As for the Astros: well, they were an NL team within recent memory. They had never won a Series championship, thereby appealing to my underdog fetish. More importantly, having visited there several times, I came to like Houston. It's a lively, very diverse city with an active arts scene, and the source of some great blues and R&B (remember Archie Bell and the Drells?) And, as a friend and Red Sox fan put it after the 'Stros beat the Sox in the ALDS, "Houston needs something this year." Also, for reasons stated in a footnote here, which I'll repeat here:
I love Texas. Yes, I love it in spite of its perhaps greater than average quotient of jingoistic and ultra-fundamentalist nutjobs.
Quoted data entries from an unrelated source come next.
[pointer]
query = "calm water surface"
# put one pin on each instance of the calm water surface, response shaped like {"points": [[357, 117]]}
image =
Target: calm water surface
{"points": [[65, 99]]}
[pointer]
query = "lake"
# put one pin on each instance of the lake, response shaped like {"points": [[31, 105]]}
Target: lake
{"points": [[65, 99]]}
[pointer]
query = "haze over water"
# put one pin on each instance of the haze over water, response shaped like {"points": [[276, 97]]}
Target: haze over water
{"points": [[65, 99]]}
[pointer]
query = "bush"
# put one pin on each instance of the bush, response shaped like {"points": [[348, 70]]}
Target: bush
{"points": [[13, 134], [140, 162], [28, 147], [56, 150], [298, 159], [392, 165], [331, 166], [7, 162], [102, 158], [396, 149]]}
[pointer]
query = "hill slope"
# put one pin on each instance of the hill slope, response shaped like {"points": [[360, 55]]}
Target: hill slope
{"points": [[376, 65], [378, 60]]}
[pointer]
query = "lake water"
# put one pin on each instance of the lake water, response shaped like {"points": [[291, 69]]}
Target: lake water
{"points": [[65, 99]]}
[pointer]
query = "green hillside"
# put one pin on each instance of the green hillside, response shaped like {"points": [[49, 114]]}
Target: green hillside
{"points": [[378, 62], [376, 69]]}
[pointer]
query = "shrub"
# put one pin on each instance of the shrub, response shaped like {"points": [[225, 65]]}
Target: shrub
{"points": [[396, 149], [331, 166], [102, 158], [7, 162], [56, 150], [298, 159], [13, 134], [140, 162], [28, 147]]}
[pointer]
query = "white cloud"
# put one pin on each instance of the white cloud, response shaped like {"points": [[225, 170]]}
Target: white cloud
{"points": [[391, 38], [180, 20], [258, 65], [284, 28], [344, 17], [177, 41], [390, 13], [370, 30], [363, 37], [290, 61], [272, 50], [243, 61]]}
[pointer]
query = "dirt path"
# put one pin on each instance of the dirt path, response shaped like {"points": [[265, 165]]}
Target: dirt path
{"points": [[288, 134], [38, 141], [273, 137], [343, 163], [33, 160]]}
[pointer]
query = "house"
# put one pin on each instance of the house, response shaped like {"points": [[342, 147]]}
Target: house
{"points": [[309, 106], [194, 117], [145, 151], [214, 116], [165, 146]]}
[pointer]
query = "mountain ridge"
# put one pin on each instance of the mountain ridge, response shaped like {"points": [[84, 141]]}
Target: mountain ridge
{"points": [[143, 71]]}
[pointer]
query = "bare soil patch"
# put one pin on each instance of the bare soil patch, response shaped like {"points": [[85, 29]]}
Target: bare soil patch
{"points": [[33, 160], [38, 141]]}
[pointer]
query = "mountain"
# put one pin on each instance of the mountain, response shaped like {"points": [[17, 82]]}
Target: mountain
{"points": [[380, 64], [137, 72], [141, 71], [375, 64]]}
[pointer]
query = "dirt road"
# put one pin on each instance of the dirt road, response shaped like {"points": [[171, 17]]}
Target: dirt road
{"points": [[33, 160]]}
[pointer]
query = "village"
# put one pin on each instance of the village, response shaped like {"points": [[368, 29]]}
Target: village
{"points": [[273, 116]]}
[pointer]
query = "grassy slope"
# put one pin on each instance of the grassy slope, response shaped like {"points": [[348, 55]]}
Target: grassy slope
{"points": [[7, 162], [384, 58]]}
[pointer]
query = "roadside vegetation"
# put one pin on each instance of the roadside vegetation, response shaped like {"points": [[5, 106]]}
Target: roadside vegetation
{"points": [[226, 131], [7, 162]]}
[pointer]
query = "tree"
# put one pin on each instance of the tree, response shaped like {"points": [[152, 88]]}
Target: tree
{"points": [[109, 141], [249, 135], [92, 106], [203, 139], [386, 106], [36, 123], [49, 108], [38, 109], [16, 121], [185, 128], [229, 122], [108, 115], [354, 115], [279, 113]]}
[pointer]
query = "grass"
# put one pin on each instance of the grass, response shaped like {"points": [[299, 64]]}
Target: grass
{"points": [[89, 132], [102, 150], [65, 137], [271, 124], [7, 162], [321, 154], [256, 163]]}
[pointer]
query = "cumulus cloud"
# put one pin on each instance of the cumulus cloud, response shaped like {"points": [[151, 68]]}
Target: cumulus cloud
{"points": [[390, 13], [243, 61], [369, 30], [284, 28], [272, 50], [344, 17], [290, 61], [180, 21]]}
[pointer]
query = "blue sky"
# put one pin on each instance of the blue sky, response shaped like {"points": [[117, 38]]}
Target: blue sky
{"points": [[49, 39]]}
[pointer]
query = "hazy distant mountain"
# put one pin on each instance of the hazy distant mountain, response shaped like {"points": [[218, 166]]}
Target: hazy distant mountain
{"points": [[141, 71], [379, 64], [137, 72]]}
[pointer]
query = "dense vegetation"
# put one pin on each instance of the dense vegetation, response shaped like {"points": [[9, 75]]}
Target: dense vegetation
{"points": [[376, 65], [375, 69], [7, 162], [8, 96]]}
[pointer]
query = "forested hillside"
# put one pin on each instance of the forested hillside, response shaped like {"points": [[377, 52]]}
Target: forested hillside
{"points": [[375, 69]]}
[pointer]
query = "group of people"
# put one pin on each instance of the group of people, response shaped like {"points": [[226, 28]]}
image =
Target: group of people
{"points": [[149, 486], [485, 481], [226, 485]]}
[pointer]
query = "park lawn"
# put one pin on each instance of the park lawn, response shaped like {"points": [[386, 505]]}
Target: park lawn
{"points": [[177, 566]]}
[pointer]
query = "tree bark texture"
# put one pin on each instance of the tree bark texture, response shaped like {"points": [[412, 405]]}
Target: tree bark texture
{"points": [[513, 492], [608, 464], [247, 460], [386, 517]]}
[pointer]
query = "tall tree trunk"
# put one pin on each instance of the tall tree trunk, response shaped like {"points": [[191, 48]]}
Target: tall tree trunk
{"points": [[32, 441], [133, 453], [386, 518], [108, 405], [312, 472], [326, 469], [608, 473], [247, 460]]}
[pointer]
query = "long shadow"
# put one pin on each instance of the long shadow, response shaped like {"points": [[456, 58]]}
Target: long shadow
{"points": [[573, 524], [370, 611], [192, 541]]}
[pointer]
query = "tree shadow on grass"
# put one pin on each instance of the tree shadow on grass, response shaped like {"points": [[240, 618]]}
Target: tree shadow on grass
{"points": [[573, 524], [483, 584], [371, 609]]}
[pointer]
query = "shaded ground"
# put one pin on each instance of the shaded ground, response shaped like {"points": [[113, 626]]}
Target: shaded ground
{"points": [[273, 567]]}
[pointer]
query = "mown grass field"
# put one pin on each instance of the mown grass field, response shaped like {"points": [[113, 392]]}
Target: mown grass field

I love it for the likes of Ann Richards, Barbara Jordan, and Molly Ivins, as well as for having gotten drunk a few times with Kinky Friedman (who could sometimes be an asshole, but was always interesting) and Jim Hightower (who was always a gentleman, but never dull), and for having (at a fundraiser for Jim at the old Lone Star Cafe on 5th Avenue, when he was running for Chair of the Texas Railroad Commission) danced the "Cotton-Eyed Joe" with Cissy Farenthold and twenty or so other of her nearest and dearest friends. I love it for Terry Allen, Archie Bell and the Drells, Asleep at the Wheel, the Austin Lounge Lizards, the Big Bopper, Guy Clark, Alvin Crow and the Pleasant Valley Boys, Arthur "Big Boy" Crudup, Freddy Fender, Nanci Griffith, Carolyn Hester, Adolph Hofner, Buddy Holly, Lightnin' Hopkins, Flaco Jimenez, Janis Joplin, the Light Crust Doughboys (especially John "Knocky" Parker), Augie Meyer, Mouse and the Traps, Doug Sahm, Joe Tex, the Thirteenth Floor Elevators, Townes Van Zandt, Willie and Waylon and Jerry Jeff, and Bob Wills. I love it for Larry McMurtry. I love it for having spent a couple of formative years in San Antonio when my dad was stationed there in the Air Force, where my Pennsylvania bred mom learned to buy fresh tamales, wrapped in cornhusks, and serve them to us for dinner once a week, and where my fourth birthday present was a Billy the Kid outfit from Joske's.Yes, I love Texas; not that I don't love California, where I have ancestral roots. That's another story, though.